In this paper we introduce a fast way to study the impact of an increasing grid load of future e-mobility on distribution grids. The presented approach is based on the development of a cell-based grid model and the determination of synthetic charging load profiles of electric vehicles. In addition to the analysis of the impact of increasing e-mobility on the power grid presented in this paper, this approach can also be used to analyse the integration of RES, heat pumps, storage systems, power to gas units, etc., or with a combination of these technologies.

It could be shown that using the cell-based grid model drastically reduced the calculation time needed to perform load flow calculations. As a result, using the cell-based grid model in comparison to the reference grid, at least seven times as many scenarios can be calculated at the same time expenditure. For each scenario, load flow calculations with annual load profiles were performed, allowing us to investigate seasonal effects. It is therefore not necessary to perform and compare load flow calculations for specific weeks (summer vs. winter) to identify possible line overloads. Instead, the maximum utilisation of the lines and their temporal occurrence can be determined. Based on the time of occurrence (date and time), it can be deduced whether higher grid loads are to be expected for the defined scenario, for example in winter or summer.
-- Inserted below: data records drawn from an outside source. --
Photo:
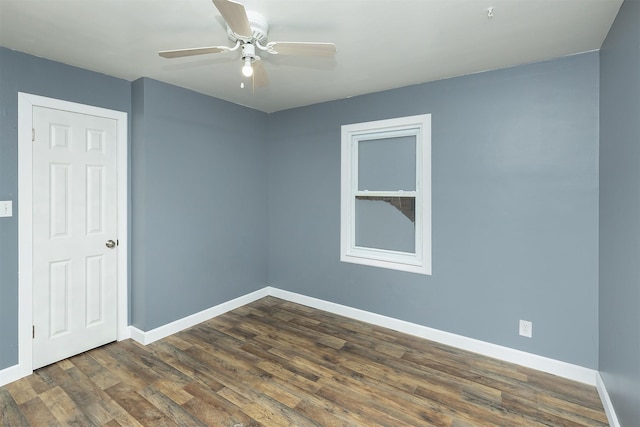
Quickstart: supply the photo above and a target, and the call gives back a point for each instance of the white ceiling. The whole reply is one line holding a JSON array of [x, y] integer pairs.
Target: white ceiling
[[382, 44]]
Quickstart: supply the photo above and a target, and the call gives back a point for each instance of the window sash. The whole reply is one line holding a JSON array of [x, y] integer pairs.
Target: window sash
[[416, 126]]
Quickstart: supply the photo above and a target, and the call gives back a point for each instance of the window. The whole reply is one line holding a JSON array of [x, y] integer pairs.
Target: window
[[386, 194]]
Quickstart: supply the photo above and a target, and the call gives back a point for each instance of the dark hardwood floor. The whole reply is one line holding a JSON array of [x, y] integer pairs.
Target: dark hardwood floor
[[276, 363]]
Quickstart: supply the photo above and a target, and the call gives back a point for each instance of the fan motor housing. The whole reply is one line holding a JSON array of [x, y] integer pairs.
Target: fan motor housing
[[259, 29]]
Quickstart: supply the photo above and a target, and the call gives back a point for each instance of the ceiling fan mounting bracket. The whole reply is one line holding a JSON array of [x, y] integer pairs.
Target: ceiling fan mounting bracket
[[259, 29]]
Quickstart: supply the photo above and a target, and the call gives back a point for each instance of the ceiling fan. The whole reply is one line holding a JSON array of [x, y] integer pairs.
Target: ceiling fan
[[249, 31]]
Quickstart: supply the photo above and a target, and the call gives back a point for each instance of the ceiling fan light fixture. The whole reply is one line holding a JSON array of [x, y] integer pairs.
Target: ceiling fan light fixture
[[247, 69]]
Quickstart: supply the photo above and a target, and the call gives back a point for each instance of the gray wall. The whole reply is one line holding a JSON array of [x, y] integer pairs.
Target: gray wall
[[25, 73], [620, 213], [199, 229], [515, 207]]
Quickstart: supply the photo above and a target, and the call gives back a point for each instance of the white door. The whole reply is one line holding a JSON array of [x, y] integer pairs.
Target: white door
[[74, 233]]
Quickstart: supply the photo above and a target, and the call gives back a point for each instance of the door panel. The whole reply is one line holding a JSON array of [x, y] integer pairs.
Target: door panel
[[74, 214]]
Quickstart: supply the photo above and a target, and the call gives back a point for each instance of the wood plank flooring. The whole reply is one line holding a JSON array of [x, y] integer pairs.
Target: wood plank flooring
[[276, 363]]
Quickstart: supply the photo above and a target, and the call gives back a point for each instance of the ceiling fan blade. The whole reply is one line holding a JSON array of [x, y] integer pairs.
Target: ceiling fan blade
[[192, 51], [260, 78], [301, 48], [236, 17]]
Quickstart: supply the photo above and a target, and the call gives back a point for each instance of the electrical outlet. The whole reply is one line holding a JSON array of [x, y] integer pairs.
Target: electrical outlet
[[526, 328], [6, 208]]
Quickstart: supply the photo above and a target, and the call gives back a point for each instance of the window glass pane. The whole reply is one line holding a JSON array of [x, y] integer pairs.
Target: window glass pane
[[386, 223], [387, 164]]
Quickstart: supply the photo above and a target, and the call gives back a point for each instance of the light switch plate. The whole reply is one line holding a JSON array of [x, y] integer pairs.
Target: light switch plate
[[6, 208]]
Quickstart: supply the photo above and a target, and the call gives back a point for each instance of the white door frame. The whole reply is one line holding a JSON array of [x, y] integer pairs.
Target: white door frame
[[26, 102]]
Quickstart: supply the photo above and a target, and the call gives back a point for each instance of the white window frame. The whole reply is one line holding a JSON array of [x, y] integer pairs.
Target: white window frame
[[420, 127]]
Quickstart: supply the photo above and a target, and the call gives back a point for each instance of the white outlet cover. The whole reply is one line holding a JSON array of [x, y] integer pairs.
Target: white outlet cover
[[526, 328], [6, 208]]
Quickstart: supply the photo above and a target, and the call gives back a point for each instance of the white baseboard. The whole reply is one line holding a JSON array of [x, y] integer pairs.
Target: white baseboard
[[186, 322], [12, 373], [606, 402], [540, 363]]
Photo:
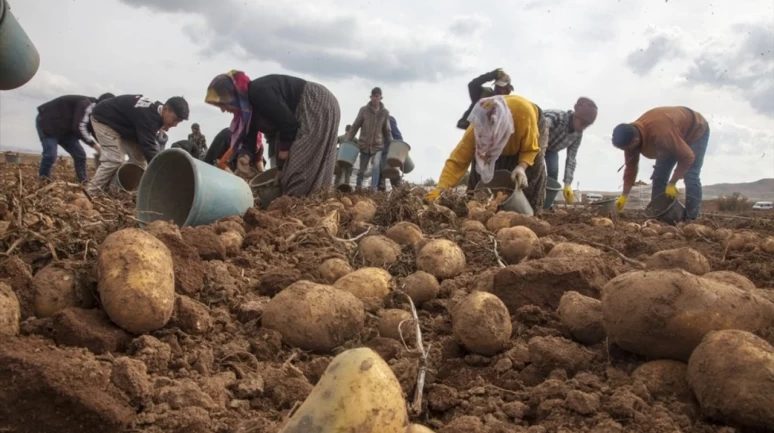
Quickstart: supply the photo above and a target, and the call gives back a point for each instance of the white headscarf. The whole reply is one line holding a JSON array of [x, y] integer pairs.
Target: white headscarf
[[492, 123]]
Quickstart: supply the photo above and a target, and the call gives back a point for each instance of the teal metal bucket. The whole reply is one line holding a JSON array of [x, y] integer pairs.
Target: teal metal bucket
[[19, 59], [408, 165], [348, 152], [189, 192], [552, 189]]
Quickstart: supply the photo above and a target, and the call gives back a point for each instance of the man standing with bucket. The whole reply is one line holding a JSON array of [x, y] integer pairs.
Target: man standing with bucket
[[566, 132], [129, 124], [672, 136], [373, 122]]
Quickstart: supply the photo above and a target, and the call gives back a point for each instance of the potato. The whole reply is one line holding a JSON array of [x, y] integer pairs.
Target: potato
[[516, 243], [500, 220], [56, 287], [232, 241], [732, 374], [389, 322], [10, 311], [665, 314], [366, 283], [665, 378], [721, 235], [136, 280], [405, 233], [333, 269], [363, 211], [379, 250], [767, 245], [441, 258], [482, 324], [421, 287], [569, 249], [357, 392], [582, 316], [732, 278], [314, 316], [693, 231], [684, 258]]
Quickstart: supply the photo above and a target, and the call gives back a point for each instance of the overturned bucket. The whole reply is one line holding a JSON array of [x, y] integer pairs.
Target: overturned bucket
[[265, 187], [128, 176], [189, 192], [666, 209]]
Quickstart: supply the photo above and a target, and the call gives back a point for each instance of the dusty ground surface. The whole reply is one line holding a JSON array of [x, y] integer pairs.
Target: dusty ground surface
[[215, 369]]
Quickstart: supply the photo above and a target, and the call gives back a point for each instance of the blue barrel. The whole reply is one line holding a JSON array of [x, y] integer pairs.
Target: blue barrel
[[189, 192], [19, 59], [552, 189]]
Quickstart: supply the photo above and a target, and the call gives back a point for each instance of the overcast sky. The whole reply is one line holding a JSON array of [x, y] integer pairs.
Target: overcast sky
[[716, 57]]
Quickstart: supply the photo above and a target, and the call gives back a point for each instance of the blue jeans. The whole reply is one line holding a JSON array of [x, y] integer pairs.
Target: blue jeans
[[552, 164], [663, 171], [376, 168], [70, 144]]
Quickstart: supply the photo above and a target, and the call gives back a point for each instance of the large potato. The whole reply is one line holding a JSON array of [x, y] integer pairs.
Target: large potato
[[732, 374], [10, 311], [482, 324], [665, 314], [357, 393], [684, 258], [136, 280], [314, 316], [516, 243], [405, 233], [441, 258], [421, 287], [379, 250], [57, 287], [366, 283]]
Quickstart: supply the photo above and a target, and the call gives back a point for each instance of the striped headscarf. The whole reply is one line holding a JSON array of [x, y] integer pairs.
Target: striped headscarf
[[230, 90]]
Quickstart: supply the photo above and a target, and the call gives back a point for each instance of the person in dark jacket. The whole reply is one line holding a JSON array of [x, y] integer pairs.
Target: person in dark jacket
[[130, 124], [63, 122], [478, 90], [304, 115]]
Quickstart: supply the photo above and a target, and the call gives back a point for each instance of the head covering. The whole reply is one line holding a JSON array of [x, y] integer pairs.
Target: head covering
[[586, 109], [623, 135], [492, 123], [230, 90]]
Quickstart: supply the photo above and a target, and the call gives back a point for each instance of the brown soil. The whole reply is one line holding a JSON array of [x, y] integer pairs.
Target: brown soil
[[214, 368]]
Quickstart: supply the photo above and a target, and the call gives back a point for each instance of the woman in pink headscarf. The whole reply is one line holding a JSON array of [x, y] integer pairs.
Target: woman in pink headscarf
[[304, 116]]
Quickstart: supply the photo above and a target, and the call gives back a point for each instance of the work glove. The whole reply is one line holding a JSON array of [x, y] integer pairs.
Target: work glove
[[569, 195], [433, 195], [621, 203], [520, 177], [671, 191]]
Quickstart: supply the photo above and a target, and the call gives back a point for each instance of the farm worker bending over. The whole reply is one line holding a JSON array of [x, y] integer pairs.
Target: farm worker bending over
[[478, 90], [304, 116], [62, 122], [672, 136], [373, 122], [506, 133], [565, 132], [129, 124]]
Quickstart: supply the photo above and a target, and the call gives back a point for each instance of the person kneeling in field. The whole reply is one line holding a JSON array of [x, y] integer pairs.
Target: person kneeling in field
[[129, 124], [672, 136], [505, 133]]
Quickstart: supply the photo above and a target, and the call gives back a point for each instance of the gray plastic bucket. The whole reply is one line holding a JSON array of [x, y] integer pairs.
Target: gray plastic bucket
[[666, 209]]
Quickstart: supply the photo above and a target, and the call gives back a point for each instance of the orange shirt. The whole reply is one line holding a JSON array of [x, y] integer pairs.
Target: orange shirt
[[666, 132]]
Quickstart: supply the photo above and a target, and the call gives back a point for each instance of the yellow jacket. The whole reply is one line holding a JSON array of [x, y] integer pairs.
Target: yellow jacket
[[523, 141]]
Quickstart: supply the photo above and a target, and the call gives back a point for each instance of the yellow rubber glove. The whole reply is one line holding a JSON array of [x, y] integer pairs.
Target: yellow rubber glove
[[671, 191], [433, 195], [621, 203], [569, 195]]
In addition to the development of the cell-based distribution grid model and the determination of annual load profiles for consumer, producers and synthetic charging load profiles of electric vehicles load flow calculations for five different scenarios were performed: (i) the status quo, (ii) 25%, (iii) 50%, (iv) 75%, and (v) 100% penetration of e-mobility. The comparison of the results from the load flow calculations show an increase on the utilisation of the lines with increasing e-mobility and the influence of producers at the same connection point as e-mobility.